Gravement malade le président de la CENI, Maître Issaka Sounna secrètement « exfiltré » du Niger

d« Ne laisse pas les comportements des autres détruire ta paix intérieure » disait le Dalaï-lama. Et, témoin oculaire d’un comportement qui impose à tout patriote épris de paix et de justice, de le rendre public, je n’aurai de paix intérieure que lorsque je porte à la connaissance de mes compatriotes ce que, mes états de service m’a permis découvrir.

Puisque l’opposition politique et l’Assemblée nationale ont démissionné de leur rôle de contre-pouvoir, la presse indépendante mise à mal par une pression fiscale qui la déstabilise et l’empêche de mener à bien sa mission, je me fais le porte-voix occasionnel d’un peuple désabusé.

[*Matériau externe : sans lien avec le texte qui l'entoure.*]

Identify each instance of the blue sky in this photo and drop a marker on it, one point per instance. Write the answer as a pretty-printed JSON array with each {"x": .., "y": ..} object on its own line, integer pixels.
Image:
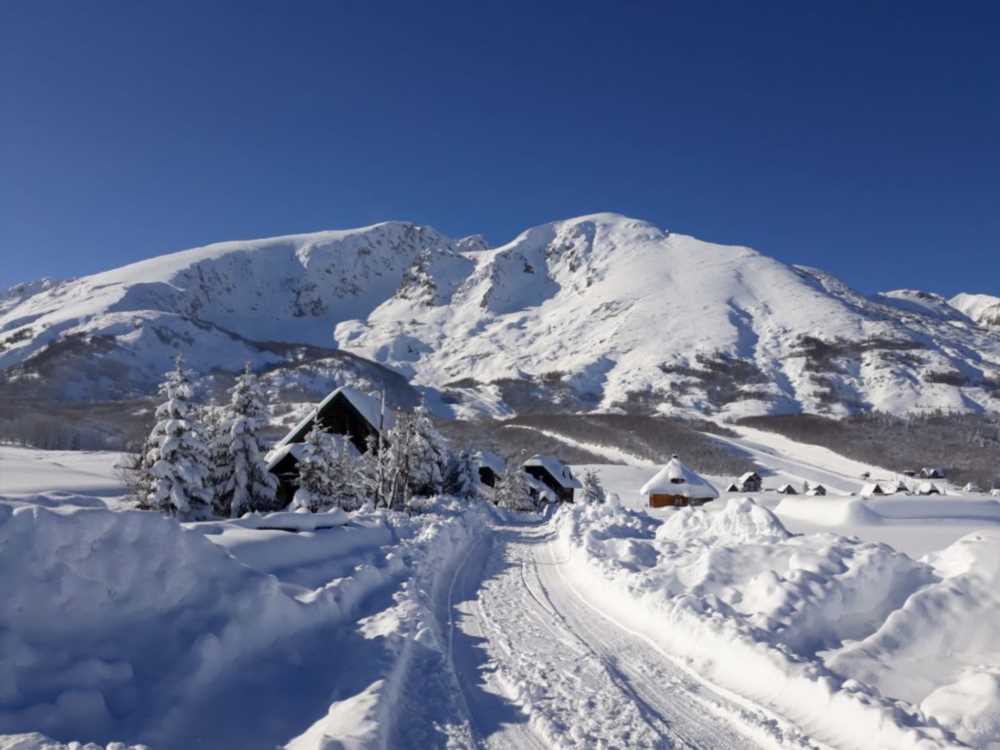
[{"x": 863, "y": 138}]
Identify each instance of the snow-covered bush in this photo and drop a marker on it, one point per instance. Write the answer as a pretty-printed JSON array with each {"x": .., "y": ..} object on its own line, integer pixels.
[
  {"x": 245, "y": 484},
  {"x": 175, "y": 471}
]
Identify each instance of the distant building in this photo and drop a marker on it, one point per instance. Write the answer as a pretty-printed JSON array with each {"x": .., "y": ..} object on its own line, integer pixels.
[
  {"x": 490, "y": 467},
  {"x": 347, "y": 412},
  {"x": 677, "y": 485},
  {"x": 750, "y": 482},
  {"x": 872, "y": 489},
  {"x": 554, "y": 475}
]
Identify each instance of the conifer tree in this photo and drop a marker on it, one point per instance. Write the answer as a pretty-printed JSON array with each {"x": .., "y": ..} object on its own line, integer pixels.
[
  {"x": 513, "y": 491},
  {"x": 593, "y": 490},
  {"x": 246, "y": 484},
  {"x": 462, "y": 476},
  {"x": 176, "y": 454},
  {"x": 317, "y": 488}
]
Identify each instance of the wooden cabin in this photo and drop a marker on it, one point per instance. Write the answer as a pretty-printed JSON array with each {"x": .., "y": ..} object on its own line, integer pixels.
[
  {"x": 347, "y": 412},
  {"x": 554, "y": 475},
  {"x": 873, "y": 489},
  {"x": 750, "y": 482},
  {"x": 490, "y": 467},
  {"x": 675, "y": 485}
]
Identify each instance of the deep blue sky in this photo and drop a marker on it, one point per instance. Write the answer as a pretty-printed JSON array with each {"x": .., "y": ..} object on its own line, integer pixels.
[{"x": 862, "y": 138}]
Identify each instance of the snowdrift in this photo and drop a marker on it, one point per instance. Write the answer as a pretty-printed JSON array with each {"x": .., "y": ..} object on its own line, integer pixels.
[
  {"x": 751, "y": 608},
  {"x": 130, "y": 626}
]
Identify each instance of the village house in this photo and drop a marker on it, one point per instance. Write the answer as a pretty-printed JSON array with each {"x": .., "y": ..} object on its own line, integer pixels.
[
  {"x": 553, "y": 476},
  {"x": 677, "y": 485},
  {"x": 490, "y": 467},
  {"x": 750, "y": 482},
  {"x": 346, "y": 412}
]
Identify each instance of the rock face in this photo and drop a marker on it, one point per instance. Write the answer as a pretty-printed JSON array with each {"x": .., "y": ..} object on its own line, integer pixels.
[{"x": 598, "y": 312}]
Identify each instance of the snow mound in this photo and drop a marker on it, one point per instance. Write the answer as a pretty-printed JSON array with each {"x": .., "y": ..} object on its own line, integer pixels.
[
  {"x": 741, "y": 521},
  {"x": 933, "y": 648},
  {"x": 829, "y": 511}
]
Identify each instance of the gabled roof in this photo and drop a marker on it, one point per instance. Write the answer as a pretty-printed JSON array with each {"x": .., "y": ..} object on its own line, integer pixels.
[
  {"x": 677, "y": 479},
  {"x": 559, "y": 471},
  {"x": 367, "y": 406}
]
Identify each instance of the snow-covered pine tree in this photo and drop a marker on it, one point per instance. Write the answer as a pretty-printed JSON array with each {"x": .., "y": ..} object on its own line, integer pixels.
[
  {"x": 462, "y": 476},
  {"x": 317, "y": 486},
  {"x": 177, "y": 456},
  {"x": 593, "y": 490},
  {"x": 513, "y": 491},
  {"x": 429, "y": 455},
  {"x": 246, "y": 484}
]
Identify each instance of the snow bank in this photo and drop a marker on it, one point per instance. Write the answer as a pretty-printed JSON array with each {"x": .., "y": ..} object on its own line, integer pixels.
[
  {"x": 128, "y": 625},
  {"x": 941, "y": 649},
  {"x": 746, "y": 605}
]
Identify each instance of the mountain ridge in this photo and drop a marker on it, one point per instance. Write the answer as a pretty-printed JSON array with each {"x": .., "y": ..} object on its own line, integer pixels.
[{"x": 597, "y": 312}]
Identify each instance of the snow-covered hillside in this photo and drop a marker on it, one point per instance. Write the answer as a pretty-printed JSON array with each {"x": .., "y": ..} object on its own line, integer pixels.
[
  {"x": 601, "y": 311},
  {"x": 982, "y": 308}
]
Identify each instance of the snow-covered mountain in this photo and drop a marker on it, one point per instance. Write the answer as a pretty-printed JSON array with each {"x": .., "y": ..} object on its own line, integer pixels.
[
  {"x": 598, "y": 312},
  {"x": 982, "y": 308}
]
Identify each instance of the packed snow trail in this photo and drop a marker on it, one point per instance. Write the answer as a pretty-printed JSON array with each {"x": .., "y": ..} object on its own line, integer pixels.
[{"x": 538, "y": 667}]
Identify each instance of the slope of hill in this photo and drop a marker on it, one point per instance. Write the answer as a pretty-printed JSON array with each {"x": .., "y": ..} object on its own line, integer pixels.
[{"x": 599, "y": 312}]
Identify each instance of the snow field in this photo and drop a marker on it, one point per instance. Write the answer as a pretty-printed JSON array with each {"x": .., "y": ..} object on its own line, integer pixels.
[
  {"x": 749, "y": 607},
  {"x": 128, "y": 625}
]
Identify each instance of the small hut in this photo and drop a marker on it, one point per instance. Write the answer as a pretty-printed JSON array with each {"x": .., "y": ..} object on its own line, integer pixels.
[
  {"x": 346, "y": 412},
  {"x": 750, "y": 482},
  {"x": 677, "y": 485},
  {"x": 554, "y": 474},
  {"x": 872, "y": 489}
]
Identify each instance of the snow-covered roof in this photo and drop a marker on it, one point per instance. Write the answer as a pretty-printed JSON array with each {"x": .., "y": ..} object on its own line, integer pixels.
[
  {"x": 368, "y": 406},
  {"x": 490, "y": 460},
  {"x": 677, "y": 479},
  {"x": 559, "y": 471}
]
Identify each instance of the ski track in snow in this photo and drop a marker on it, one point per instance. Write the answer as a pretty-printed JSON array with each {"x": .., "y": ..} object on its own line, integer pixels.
[
  {"x": 615, "y": 455},
  {"x": 537, "y": 668}
]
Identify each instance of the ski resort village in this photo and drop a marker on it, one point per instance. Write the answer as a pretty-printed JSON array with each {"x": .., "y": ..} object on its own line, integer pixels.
[
  {"x": 490, "y": 515},
  {"x": 499, "y": 376}
]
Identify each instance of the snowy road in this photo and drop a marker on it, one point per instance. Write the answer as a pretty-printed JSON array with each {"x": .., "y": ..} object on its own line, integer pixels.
[{"x": 538, "y": 666}]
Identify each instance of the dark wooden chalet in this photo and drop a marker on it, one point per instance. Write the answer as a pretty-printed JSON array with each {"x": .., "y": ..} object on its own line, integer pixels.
[
  {"x": 555, "y": 475},
  {"x": 347, "y": 412}
]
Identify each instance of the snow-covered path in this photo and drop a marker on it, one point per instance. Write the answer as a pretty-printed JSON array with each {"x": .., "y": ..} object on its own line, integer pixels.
[{"x": 539, "y": 666}]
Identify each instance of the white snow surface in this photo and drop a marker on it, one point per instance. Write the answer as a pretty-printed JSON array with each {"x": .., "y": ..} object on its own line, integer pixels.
[{"x": 611, "y": 308}]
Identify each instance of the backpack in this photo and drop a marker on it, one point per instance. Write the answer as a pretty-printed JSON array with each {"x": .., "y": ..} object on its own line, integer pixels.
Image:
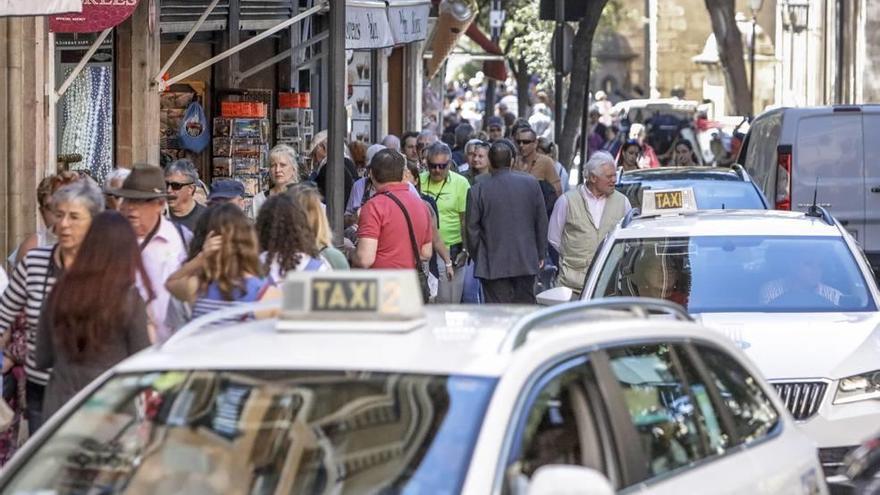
[
  {"x": 550, "y": 197},
  {"x": 194, "y": 132}
]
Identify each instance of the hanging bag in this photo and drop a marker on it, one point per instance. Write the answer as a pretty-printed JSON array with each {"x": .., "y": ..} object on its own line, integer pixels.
[
  {"x": 421, "y": 267},
  {"x": 194, "y": 132}
]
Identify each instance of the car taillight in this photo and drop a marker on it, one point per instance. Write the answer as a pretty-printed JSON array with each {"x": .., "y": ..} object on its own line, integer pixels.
[{"x": 783, "y": 177}]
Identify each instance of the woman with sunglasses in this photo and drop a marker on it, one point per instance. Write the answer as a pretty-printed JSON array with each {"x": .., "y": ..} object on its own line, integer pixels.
[
  {"x": 283, "y": 173},
  {"x": 630, "y": 156}
]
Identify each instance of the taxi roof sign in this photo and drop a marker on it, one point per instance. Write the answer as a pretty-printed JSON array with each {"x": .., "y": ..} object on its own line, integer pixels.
[
  {"x": 365, "y": 300},
  {"x": 668, "y": 201}
]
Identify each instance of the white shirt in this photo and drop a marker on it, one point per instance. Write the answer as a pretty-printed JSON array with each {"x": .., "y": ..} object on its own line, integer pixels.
[
  {"x": 303, "y": 265},
  {"x": 595, "y": 205},
  {"x": 162, "y": 256}
]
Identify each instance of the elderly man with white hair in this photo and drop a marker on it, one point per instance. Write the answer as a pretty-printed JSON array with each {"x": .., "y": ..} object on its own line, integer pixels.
[{"x": 583, "y": 216}]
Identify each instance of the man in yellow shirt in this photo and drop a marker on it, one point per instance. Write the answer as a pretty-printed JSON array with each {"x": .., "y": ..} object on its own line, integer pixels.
[{"x": 449, "y": 190}]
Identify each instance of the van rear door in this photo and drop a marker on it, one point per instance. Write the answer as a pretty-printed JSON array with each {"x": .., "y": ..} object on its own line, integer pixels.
[
  {"x": 871, "y": 241},
  {"x": 829, "y": 151}
]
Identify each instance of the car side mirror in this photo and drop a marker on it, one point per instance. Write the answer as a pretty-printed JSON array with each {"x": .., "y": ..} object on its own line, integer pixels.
[
  {"x": 554, "y": 296},
  {"x": 560, "y": 479}
]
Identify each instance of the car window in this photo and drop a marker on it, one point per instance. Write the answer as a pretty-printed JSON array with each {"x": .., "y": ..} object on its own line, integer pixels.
[
  {"x": 558, "y": 427},
  {"x": 760, "y": 274},
  {"x": 660, "y": 404},
  {"x": 751, "y": 410},
  {"x": 264, "y": 432},
  {"x": 760, "y": 158}
]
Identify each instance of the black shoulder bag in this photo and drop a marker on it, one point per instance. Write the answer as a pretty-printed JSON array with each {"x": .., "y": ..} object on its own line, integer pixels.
[{"x": 420, "y": 269}]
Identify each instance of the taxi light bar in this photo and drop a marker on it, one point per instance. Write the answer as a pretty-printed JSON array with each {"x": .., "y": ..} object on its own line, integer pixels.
[
  {"x": 668, "y": 201},
  {"x": 351, "y": 301}
]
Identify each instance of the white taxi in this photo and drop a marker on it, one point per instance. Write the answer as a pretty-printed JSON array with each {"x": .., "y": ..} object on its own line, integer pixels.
[
  {"x": 792, "y": 289},
  {"x": 356, "y": 388}
]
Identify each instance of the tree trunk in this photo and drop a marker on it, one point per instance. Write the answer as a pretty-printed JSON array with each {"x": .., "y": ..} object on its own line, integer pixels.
[
  {"x": 730, "y": 52},
  {"x": 523, "y": 78},
  {"x": 582, "y": 53}
]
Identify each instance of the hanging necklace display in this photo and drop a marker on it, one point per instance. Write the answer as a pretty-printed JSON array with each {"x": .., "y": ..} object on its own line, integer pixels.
[{"x": 87, "y": 120}]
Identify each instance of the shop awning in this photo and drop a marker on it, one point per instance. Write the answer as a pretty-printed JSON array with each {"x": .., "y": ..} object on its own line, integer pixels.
[
  {"x": 38, "y": 7},
  {"x": 93, "y": 18},
  {"x": 495, "y": 69}
]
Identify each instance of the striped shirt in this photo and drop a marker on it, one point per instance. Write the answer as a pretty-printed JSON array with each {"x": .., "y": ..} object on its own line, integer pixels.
[{"x": 29, "y": 286}]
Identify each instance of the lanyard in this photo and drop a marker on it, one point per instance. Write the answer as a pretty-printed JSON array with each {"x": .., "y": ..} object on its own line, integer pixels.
[
  {"x": 151, "y": 235},
  {"x": 437, "y": 196}
]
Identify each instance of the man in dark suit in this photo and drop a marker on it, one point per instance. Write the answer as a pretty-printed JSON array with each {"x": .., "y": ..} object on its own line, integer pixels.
[{"x": 506, "y": 229}]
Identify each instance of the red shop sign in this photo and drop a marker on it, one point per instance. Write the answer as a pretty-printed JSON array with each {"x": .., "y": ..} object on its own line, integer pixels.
[{"x": 97, "y": 15}]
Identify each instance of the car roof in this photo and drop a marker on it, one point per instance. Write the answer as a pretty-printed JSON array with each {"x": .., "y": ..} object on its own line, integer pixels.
[
  {"x": 463, "y": 340},
  {"x": 728, "y": 223},
  {"x": 680, "y": 173}
]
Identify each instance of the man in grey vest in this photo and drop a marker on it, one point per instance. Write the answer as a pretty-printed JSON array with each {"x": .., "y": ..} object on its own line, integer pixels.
[{"x": 583, "y": 216}]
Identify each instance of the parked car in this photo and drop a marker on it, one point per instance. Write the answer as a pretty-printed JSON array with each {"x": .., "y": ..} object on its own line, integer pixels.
[{"x": 794, "y": 153}]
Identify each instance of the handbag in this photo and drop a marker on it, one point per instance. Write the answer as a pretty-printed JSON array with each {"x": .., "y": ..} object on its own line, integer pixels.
[
  {"x": 7, "y": 415},
  {"x": 421, "y": 268}
]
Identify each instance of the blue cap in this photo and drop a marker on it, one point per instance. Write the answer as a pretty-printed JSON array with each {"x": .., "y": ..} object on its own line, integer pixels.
[
  {"x": 226, "y": 189},
  {"x": 495, "y": 121}
]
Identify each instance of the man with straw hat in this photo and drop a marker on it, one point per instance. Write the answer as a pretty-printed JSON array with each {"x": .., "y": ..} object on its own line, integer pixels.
[{"x": 163, "y": 245}]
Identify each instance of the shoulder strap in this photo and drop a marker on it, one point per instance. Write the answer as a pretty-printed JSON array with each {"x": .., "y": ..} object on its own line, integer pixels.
[
  {"x": 313, "y": 264},
  {"x": 412, "y": 234},
  {"x": 182, "y": 236}
]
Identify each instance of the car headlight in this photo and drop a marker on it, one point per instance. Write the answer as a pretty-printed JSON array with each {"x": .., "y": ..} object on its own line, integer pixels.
[{"x": 858, "y": 387}]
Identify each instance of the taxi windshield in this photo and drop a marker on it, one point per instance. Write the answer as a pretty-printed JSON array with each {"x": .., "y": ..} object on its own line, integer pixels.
[
  {"x": 264, "y": 432},
  {"x": 715, "y": 274}
]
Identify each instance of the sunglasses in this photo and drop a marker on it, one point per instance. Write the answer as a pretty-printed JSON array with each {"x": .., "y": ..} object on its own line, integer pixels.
[{"x": 176, "y": 186}]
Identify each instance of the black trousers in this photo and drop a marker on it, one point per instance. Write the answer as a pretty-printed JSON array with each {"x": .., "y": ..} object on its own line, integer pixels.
[
  {"x": 515, "y": 290},
  {"x": 34, "y": 412}
]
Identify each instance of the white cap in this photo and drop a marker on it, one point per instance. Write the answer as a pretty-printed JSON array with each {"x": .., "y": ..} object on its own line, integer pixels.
[{"x": 372, "y": 150}]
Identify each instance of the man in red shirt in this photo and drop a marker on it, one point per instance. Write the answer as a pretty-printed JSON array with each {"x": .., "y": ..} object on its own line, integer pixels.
[{"x": 384, "y": 239}]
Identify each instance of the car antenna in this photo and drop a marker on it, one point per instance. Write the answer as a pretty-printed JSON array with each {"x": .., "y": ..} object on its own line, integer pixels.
[{"x": 813, "y": 211}]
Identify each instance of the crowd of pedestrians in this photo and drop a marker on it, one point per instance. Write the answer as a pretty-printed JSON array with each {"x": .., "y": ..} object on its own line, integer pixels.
[{"x": 115, "y": 268}]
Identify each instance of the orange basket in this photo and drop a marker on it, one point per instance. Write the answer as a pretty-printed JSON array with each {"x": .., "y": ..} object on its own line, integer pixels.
[
  {"x": 288, "y": 100},
  {"x": 243, "y": 109}
]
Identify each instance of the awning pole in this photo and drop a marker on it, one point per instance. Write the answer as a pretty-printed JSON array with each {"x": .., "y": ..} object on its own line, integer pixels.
[
  {"x": 241, "y": 76},
  {"x": 241, "y": 46},
  {"x": 81, "y": 65},
  {"x": 336, "y": 128},
  {"x": 192, "y": 32}
]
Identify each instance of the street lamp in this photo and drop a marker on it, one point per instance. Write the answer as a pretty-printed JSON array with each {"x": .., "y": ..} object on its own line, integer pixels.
[{"x": 755, "y": 6}]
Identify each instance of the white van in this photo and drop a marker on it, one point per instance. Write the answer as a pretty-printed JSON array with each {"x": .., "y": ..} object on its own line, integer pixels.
[{"x": 793, "y": 152}]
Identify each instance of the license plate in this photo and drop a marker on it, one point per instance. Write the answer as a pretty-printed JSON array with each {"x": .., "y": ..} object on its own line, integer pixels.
[
  {"x": 668, "y": 200},
  {"x": 345, "y": 295}
]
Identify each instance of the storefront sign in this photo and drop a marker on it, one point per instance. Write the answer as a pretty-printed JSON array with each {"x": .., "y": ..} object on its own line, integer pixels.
[
  {"x": 366, "y": 26},
  {"x": 409, "y": 20},
  {"x": 96, "y": 15},
  {"x": 38, "y": 7}
]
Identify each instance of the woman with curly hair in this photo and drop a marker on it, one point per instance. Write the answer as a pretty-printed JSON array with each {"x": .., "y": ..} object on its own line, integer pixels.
[
  {"x": 309, "y": 199},
  {"x": 227, "y": 271},
  {"x": 95, "y": 316},
  {"x": 287, "y": 239}
]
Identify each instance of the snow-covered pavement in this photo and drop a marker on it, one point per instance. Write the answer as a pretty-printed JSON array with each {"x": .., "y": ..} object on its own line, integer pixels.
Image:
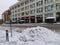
[{"x": 31, "y": 36}]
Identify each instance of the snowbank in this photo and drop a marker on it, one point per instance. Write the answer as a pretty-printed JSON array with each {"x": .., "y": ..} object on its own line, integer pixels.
[{"x": 31, "y": 36}]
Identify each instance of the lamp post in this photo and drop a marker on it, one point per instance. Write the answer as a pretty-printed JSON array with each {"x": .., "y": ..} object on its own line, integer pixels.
[{"x": 9, "y": 13}]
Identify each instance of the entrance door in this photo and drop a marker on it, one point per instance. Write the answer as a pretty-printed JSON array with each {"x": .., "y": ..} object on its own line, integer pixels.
[
  {"x": 58, "y": 16},
  {"x": 32, "y": 20}
]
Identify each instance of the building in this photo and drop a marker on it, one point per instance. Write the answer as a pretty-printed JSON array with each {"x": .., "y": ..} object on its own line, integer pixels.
[
  {"x": 36, "y": 11},
  {"x": 5, "y": 16}
]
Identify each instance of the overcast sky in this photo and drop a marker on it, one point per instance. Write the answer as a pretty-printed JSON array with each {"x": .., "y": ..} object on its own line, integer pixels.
[{"x": 5, "y": 4}]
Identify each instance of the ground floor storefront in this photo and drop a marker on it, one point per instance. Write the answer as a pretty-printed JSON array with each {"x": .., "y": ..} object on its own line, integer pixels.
[{"x": 46, "y": 18}]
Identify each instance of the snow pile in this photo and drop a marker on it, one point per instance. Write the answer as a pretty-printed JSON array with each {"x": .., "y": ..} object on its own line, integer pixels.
[
  {"x": 31, "y": 36},
  {"x": 39, "y": 35}
]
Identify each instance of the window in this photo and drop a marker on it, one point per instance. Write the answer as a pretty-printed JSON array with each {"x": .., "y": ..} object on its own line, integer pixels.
[
  {"x": 18, "y": 14},
  {"x": 27, "y": 1},
  {"x": 58, "y": 6},
  {"x": 15, "y": 7},
  {"x": 27, "y": 13},
  {"x": 49, "y": 15},
  {"x": 48, "y": 1},
  {"x": 18, "y": 10},
  {"x": 15, "y": 11},
  {"x": 22, "y": 4},
  {"x": 18, "y": 6},
  {"x": 40, "y": 10},
  {"x": 32, "y": 0},
  {"x": 32, "y": 12},
  {"x": 39, "y": 3},
  {"x": 49, "y": 8},
  {"x": 32, "y": 5},
  {"x": 22, "y": 13},
  {"x": 27, "y": 7}
]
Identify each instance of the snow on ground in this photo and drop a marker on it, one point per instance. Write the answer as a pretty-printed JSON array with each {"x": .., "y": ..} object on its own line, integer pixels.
[{"x": 31, "y": 36}]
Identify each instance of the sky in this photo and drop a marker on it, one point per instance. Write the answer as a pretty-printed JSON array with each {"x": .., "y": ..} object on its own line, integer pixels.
[{"x": 5, "y": 4}]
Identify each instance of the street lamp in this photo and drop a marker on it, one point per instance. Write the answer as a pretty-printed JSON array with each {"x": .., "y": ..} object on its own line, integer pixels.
[{"x": 9, "y": 13}]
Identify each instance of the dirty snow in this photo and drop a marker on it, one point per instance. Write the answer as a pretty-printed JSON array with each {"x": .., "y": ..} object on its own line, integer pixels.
[{"x": 31, "y": 36}]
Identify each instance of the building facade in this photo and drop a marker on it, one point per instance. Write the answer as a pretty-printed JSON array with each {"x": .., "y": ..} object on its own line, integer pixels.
[{"x": 36, "y": 11}]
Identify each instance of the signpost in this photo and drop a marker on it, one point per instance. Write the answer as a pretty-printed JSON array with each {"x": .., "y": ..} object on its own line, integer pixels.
[{"x": 9, "y": 13}]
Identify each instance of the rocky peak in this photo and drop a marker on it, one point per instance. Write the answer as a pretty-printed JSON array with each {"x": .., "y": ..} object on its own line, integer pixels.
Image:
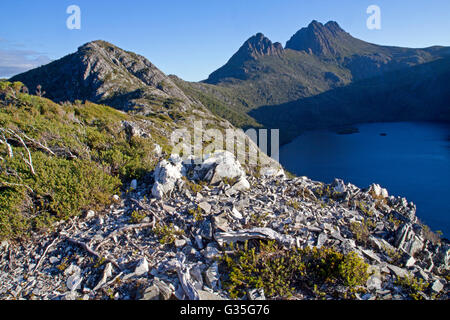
[
  {"x": 259, "y": 45},
  {"x": 251, "y": 51},
  {"x": 319, "y": 39},
  {"x": 103, "y": 73}
]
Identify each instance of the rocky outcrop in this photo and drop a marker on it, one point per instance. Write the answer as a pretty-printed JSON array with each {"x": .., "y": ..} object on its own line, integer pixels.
[
  {"x": 295, "y": 213},
  {"x": 216, "y": 167},
  {"x": 253, "y": 49}
]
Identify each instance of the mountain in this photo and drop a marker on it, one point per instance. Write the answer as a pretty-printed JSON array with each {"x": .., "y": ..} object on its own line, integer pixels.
[
  {"x": 316, "y": 62},
  {"x": 103, "y": 73},
  {"x": 419, "y": 93},
  {"x": 254, "y": 48}
]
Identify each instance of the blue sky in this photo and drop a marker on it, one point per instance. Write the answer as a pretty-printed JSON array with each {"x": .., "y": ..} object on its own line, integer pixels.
[{"x": 192, "y": 38}]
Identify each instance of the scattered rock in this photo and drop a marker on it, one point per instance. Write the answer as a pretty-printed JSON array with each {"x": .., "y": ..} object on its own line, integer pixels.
[
  {"x": 437, "y": 286},
  {"x": 141, "y": 267}
]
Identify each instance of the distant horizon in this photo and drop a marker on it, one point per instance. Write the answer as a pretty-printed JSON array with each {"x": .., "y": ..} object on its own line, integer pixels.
[{"x": 191, "y": 40}]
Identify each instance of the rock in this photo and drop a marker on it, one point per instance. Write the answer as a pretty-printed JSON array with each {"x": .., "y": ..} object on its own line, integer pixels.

l vous souviendra qu’à l’issue du conseil des ministres du 16 mars 2018, le gouvernement du Niger avait annoncé en grande pompe qu’avec la mise en service de l’hôpital général de référence, aucun officiel nigérien ne sera plus évacué pour raison sanitaire tant le complexe hospitalier est à la pointe de la technologie moderne capable de concurrencer les grands hôpitaux du monde. Cette annonce, n’est en réalité, que de la poudre aux yeux, car elle n’aura duré que quelques mois.

Dans la nuit du 23 au 24 juillet 2018, le Président de la CENI, Me SOUNNA dont l’état de santé semble davantage se dégrader, a été évacué dans le plus grand secret vers Paris pour y être soigné. Cette décision est en effet, salutaire dès lors qu’elle participe de l’assistance à une personnalité malade, afin qu’elle puisse recouvrir sa santé. Je lui souhaitons au passage un prompt rétablissement.

Néanmoins, ce qui est ici à dénoncer c’est l’attitude du gouvernement nigérien qui n’est même pas capable de respecter ses propres décisions. Comment peut-on attendre d’un tel gouvernement le respect des engagements politiques ou des lois internes? Dans la suite de son annonce du 16 mars 2918, le gouvernement a mis en place une commission d’expert qui devait, lorsque la situation l’exige, se prononcer sur la nécessité ou non d’évacuation. Cette commission a été simplement contournée comme cela est de coutume dans notre administration. Que valent finalement les décisions politiques au Niger? Que nenni!

Cette situation est aussi inquiétante puisqu’elle interpelle les autorités de ce pays sur leur intention d’organiser des élections libres, sincères et transparentes. Sinon pourquoi cacher cette situation à l’opinion? N’est-ce pas là une anguille sous roche? Certes, l’absence des partis politiques de l’opposition dont le refus de siéger dénote de leur incapacité à peser d’un poids et désormais à s’exclure d’office des confidences politiques. Il y’a fort à craindre que cette situation ne puisse susciter chez les plus dubitatifs, une surenchère qui si elle venait à se produire, ne sera que l’œuvre d’un gouvernement qui n’a des yeux que pour l’élection présidentielle de 2021. Cette situation produite et imagine PR le gouvernement n’a pour mérite que de renforcer les arguments de ceux qui ont toujours vu à ces années de gouvernance, d’obscures années de socialisme.

Les nigériens épris de paix et de justice doivent demeurer en état d’alerte maximum pour que le processus entamé ne soit entaché de fraudes et de manigances.

Au président de la CENI à qui je souhaite un prompt rétablissement, je le conjure, comme il a su le faire par le passé, de ne pas trahir les aspirations du peuple, et de communiquer directement, sans barrière, sans intermédiaire et sincèrement avec les nigériens.